I am not a particularly religious person. I grew up Baptist, but my family moved to the Episcopal church when I was about 12 years old. Those two faiths are important to my personal development, but I no longer affiliate myself with either. I keep my spiritual thoughts and beliefs to myself, for the most part. I offer everyone the same respect that I expect. None of what I believe is up for debate with anyone. That’s not to say I don’t continually question my beliefs. I do. I firmly believe the line my dad told me when I was a kid, “If your faith cannot withstand questioning, then it is high time you questioned your faith.”

Today is Ash Wednesday, the first day of Lent. Do you observe Lent? If you’re not Christian, does your belief system have a similar observance? I know that many religions have periods of prayer and fasting. I have always been interested in the roles these observances play in our lives – physical and spiritual – and how they came into being. Even though I no longer go to church (at least not the kind that meets in a building), I still observe many of the religious events throughout the year. I believe they serve a greater purpose than just following what has always been done. There’s a reason that each holiday falls when it does. And there is some kind of purpose that each fulfills that is beneficial. Throughout the millennia, religions have come and gone, holidays have come and gone, events and feast days and practices have come and gone. Those that we still observe are still here because they have a benefit for those who still participate.

I know there’s a lot of talk about what people do or don’t give up. For me, it’s not usually a matter of giving something up as it is of paying more attention. To me, Lent has always been a time of quiet reflection. A time to sorta clean up the messier aspects of my life. In modern life, we have made indulgence, laziness, numbness, ego-centrism, and entitlement, among other things, the norm. “You deserve a treat today” is no longer an ad campaign, it’s a mantra. “I got mine,” may not be an acceptable statement, but just because you don’t hear people say it doesn’t mean their actions don’t imply it.

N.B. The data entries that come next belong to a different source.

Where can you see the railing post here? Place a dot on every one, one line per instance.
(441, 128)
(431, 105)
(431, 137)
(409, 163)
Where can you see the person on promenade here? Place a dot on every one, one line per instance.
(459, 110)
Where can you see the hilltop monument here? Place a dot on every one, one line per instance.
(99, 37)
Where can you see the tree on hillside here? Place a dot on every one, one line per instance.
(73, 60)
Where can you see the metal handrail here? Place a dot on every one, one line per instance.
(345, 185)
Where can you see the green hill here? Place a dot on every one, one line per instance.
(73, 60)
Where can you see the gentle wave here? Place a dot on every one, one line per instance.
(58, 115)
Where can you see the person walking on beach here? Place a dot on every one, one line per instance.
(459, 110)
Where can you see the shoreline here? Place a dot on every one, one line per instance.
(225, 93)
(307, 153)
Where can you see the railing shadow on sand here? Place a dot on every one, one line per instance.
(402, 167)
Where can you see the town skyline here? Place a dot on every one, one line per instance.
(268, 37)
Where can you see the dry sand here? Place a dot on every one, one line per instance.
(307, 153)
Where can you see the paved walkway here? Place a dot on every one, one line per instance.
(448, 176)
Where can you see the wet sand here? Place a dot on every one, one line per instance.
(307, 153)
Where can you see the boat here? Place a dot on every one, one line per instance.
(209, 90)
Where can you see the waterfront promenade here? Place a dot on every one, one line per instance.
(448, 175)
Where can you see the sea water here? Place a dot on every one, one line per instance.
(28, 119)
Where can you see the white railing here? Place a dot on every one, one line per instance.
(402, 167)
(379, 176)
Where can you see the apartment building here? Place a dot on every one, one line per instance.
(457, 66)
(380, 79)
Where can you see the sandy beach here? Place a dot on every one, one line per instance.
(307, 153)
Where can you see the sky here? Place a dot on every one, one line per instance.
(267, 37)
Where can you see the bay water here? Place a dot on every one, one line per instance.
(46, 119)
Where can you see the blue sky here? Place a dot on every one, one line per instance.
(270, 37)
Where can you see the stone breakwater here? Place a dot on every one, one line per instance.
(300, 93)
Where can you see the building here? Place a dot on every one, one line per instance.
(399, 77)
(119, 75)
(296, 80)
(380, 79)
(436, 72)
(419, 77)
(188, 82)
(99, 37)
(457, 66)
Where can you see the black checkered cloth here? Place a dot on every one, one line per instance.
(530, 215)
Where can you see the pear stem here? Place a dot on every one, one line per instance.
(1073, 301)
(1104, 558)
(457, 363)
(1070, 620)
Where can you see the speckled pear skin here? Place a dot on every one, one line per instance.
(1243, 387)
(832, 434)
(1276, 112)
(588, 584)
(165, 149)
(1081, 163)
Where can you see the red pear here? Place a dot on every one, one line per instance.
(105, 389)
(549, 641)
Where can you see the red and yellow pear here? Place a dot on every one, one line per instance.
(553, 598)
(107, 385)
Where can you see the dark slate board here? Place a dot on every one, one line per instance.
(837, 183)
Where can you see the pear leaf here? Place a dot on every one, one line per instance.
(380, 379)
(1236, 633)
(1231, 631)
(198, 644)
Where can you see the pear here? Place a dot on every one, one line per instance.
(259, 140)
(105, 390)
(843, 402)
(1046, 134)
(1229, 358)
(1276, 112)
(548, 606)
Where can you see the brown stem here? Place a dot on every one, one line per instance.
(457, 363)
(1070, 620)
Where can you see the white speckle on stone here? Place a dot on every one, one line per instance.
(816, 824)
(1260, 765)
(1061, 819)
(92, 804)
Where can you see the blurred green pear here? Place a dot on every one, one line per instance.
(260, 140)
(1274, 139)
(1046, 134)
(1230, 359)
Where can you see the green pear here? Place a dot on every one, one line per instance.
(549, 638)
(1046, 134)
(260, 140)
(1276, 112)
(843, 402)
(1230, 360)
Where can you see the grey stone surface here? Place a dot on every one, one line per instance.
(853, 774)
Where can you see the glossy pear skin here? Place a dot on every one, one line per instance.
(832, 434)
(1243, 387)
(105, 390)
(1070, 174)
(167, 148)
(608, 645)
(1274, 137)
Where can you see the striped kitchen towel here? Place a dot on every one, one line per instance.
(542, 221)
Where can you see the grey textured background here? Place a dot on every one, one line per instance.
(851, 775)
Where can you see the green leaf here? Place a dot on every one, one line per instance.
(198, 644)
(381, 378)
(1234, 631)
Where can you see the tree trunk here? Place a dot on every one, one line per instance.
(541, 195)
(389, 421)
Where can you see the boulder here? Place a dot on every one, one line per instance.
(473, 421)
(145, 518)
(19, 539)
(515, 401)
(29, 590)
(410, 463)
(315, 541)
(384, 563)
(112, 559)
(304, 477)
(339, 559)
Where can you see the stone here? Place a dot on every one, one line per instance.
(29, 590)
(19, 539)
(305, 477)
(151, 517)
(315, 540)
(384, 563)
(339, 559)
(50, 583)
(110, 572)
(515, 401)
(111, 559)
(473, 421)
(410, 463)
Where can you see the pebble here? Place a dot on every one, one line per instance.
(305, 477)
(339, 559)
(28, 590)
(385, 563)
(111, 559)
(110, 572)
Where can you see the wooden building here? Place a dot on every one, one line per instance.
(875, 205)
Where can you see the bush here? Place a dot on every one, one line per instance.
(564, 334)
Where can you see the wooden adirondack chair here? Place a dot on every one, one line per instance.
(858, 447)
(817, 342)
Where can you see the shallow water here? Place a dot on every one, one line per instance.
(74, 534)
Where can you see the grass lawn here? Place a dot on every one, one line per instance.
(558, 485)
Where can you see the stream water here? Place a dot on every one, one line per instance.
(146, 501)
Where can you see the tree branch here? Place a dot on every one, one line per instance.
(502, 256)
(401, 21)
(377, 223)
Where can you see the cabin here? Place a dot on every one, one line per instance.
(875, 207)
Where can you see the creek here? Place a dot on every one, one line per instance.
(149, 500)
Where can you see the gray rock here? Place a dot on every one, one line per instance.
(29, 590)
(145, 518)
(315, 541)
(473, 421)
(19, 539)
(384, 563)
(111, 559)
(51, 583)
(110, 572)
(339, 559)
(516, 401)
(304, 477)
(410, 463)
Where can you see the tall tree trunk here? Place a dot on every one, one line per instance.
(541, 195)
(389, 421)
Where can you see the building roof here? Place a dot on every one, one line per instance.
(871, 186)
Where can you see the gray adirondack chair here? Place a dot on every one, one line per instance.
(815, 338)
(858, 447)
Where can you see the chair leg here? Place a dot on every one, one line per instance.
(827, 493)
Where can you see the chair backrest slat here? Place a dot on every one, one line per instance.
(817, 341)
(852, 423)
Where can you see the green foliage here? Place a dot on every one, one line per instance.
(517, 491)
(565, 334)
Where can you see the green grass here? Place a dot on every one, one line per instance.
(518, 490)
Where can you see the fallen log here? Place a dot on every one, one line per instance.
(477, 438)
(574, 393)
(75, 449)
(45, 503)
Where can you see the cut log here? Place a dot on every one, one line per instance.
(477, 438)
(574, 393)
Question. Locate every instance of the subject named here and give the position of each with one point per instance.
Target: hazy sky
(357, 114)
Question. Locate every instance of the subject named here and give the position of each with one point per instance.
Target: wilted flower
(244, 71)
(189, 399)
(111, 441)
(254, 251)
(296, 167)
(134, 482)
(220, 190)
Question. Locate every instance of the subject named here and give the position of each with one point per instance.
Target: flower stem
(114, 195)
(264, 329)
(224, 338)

I don’t know where this Lent will take me. I’m just starting out on this road. My intention is to learn to sit with unpleasant emotions and thoughts, instead of numbing them with alcohol or food. My intention is to push myself a little out of my comfort zone, to try a little harder to get that workout in, or cook a healthier meal, or spend more time sitting quietly rather than watching something silly on television or playing a dumb game on the computer. My intention is to reconnect with the me that lives inside. I suspect she has something important to tell me.